Robin Bonifas, a social work professor at Arizona State University and author of the book “Bullying Among Older Adults: How to Recognize and Address an Unseen Epidemic,” said existing studies suggest about 1 in 5 seniors encounters bullying. She sees it as an outgrowth of frustrations characteristic in communal settings, as well a reflection of issues unique to getting older. Many elderly see their independence and sense of control disappear and, for some, becoming a bully can feel like regaining some of that lost power.
“It makes them feel very out of control,” Bonifas said, “and the way they sort of get on top of things and make their name in this new world is intimidating, picking on people, gossiping.”
There is far less recognition of bullying as a problem among seniors compared with young people. Even among those who have been called bullies, many are unaware how problematic their behavior is until it’s labeled. Campaigns around the country have sought to spread the word, including a booklet circulated last year by the National Center for Assisted Living.
“In the life cycle, it doesn’t go away,” said Katherine Arnold, a member of the city Human Rights Commission in St. Louis Park, Minnesota, which created a public service announcement on its community-access station that included a portrayal of a man who was excluded from a card game and became the subject of gossip by other seniors. “There’s really not a lot of escape.”
Most senior bullying isn’t physical but rather involves name-calling, rumors and exclusion, said Pamela Countouris, a longtime schoolteacher who now runs a Pittsburgh-based consultancy that offers training on bullying. Women constitute the bulk of the bullies Countouris encounters among seniors, a reflection of lifespan disparities and the gender makeup of those who live at or participate in programs at senior facilities.
Countouris’ business began with a focus on school bullying but now centers exclusively on seniors. In the next month alone, she has more than a dozen training sessions planned.
After four years immersed in the wrath of older bullies, Countouris has heard all manner of stories. At a senior high-rise, a woman who saw herself as the queen of the parking garage would key the cars of those who crossed her. Elsewhere, laundry rooms became vicious places where the bullied had their detergent stolen and their clothes thrown on the floor. Bingo rooms so often devolved into battlefields — with lucky newcomers badgered and accused of cheating by veteran players — she came to call it “the devil’s game.”

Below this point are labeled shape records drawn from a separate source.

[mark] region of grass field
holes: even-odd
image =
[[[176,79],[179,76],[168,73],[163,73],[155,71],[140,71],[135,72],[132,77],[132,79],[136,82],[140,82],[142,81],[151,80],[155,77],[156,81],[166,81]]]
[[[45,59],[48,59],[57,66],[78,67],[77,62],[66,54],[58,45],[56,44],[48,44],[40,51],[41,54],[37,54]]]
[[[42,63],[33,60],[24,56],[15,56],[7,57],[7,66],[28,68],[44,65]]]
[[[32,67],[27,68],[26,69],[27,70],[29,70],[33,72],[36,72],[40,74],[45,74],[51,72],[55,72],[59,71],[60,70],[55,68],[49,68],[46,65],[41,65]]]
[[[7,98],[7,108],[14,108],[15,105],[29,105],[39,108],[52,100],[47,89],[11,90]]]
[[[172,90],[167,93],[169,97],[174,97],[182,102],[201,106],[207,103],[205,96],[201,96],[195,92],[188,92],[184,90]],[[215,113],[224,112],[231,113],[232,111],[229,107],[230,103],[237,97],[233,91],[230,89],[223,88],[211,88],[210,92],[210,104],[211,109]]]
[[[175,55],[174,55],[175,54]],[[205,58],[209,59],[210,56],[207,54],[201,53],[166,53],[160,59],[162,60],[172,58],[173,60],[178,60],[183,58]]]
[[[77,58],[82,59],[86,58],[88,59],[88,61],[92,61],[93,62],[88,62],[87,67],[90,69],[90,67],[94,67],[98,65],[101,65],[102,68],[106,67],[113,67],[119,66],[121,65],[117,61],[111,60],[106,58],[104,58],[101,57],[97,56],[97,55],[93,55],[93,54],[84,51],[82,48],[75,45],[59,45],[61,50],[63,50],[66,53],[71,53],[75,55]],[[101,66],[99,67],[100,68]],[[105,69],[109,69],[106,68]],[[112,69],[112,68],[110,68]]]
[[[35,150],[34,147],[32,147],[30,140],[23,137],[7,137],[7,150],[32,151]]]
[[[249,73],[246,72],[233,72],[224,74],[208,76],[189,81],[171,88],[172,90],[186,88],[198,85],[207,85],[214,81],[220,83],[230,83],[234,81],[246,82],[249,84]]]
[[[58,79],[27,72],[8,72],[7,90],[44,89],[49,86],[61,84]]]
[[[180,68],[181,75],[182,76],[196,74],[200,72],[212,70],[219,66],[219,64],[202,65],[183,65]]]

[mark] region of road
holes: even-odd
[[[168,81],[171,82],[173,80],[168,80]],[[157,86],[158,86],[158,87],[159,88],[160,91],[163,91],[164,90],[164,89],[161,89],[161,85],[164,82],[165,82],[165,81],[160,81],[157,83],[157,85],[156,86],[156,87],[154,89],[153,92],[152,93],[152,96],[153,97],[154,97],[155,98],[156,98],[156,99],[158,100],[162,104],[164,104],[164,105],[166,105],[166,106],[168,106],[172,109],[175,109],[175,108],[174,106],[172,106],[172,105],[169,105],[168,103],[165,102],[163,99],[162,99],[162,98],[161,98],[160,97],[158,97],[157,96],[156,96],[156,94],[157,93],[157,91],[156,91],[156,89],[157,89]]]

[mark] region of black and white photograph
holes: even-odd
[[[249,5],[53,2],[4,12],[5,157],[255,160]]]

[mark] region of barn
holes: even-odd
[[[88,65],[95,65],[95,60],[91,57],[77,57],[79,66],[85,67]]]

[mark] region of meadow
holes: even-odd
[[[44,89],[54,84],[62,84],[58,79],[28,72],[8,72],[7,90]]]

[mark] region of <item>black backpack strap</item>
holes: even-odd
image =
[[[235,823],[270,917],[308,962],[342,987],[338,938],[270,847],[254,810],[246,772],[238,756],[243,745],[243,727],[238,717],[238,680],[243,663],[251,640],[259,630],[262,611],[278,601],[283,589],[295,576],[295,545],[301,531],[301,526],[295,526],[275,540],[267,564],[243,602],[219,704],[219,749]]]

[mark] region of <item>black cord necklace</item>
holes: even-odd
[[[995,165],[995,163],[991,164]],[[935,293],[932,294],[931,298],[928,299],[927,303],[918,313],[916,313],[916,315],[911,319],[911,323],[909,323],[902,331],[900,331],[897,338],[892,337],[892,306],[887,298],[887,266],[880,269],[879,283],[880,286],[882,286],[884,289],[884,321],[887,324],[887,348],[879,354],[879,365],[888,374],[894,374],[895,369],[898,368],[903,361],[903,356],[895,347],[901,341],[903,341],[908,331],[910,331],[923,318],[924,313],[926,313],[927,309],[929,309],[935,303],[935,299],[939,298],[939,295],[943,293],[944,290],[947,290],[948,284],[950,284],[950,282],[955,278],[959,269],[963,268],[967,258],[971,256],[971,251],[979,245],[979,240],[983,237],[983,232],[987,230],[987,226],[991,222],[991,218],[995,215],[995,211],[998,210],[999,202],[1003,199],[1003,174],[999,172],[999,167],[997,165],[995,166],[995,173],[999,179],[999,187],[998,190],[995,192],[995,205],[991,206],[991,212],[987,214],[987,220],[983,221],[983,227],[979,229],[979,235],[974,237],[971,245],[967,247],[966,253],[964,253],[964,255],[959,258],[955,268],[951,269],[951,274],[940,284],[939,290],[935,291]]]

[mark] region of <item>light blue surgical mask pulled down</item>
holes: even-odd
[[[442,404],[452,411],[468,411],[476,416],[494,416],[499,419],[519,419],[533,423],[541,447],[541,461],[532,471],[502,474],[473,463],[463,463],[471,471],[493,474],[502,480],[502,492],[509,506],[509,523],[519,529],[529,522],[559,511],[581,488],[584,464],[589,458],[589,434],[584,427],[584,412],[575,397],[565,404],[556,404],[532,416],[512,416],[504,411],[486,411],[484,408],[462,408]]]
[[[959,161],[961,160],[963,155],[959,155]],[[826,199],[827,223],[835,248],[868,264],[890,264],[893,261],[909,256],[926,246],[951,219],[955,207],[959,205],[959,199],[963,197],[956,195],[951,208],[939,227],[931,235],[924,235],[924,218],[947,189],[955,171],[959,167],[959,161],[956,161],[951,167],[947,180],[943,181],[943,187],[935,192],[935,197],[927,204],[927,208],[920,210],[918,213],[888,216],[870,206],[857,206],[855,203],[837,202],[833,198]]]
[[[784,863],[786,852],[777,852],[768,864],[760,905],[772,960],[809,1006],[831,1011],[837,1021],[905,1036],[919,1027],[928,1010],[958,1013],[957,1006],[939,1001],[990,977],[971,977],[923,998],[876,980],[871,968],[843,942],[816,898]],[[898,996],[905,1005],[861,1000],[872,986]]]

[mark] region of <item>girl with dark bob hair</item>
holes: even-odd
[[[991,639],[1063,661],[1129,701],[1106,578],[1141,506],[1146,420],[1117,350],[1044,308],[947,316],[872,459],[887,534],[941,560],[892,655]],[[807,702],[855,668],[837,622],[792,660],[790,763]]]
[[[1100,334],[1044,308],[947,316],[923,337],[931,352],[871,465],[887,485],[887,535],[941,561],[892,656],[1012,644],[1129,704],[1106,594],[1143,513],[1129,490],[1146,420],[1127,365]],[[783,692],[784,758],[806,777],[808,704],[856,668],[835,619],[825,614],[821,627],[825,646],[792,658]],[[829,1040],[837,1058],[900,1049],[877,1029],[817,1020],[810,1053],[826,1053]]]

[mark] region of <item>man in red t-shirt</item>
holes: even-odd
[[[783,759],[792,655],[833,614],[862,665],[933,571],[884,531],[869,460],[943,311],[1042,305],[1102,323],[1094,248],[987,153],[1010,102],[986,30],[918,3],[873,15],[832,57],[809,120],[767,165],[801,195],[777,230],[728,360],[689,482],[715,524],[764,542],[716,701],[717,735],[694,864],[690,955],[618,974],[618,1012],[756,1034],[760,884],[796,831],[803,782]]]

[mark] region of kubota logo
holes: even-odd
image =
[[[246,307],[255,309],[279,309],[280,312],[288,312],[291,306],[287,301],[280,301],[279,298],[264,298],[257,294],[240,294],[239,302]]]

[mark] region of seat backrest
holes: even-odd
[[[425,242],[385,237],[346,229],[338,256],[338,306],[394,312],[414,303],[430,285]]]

“I didn’t realize it was an underground society where people could be mean to each other,” Countouris said.
In the worst cases, bullying goes far beyond bingo squabbles. Marsha Wetzel moved into a senior apartment complex in Niles, Illinois, after her partner of 30 years died and her partner’s family evicted her from the home the couple shared. At Glen St. Andrew Living Community, she said she was met with relentless bullying by residents mostly focused on her being a lesbian.
One man hit Wetzel’s scooter with his walker and unleashed a barrage of homophobic slurs. A woman rammed her wheelchair into Wetzel’s table in the dining room and knocked it over, warning “homosexuals will burn in hell.” In the mailroom, someone knocked her in the head, and in an elevator, she was spit on.
“I’d just go in my room and barricade my door and just pray,” said Wetzel, now 70 and living at a senior complex in Chicago. “I just felt like a slug, like I was nothing, like I wasn’t even human.”
Lambda Legal, which defends LGBTQ rights, took on Wetzel’s case and sued Glen St. Andrew, claiming Fair Housing Act violations. A federal judge dismissed the suit last year. An appeals court decision is pending.
Wetzel had seen such bullying throughout her life. She dropped out of high school when she became a punching bag for the girls who learned she was a lesbian. As a senior, she said, it felt even more traumatic — and the bullies even more vicious. She had a view of a cemetery from her window and would stare at it, thinking maybe only when she arrived there would she find peace.
“I felt like a person in a pool of piranhas,” she said.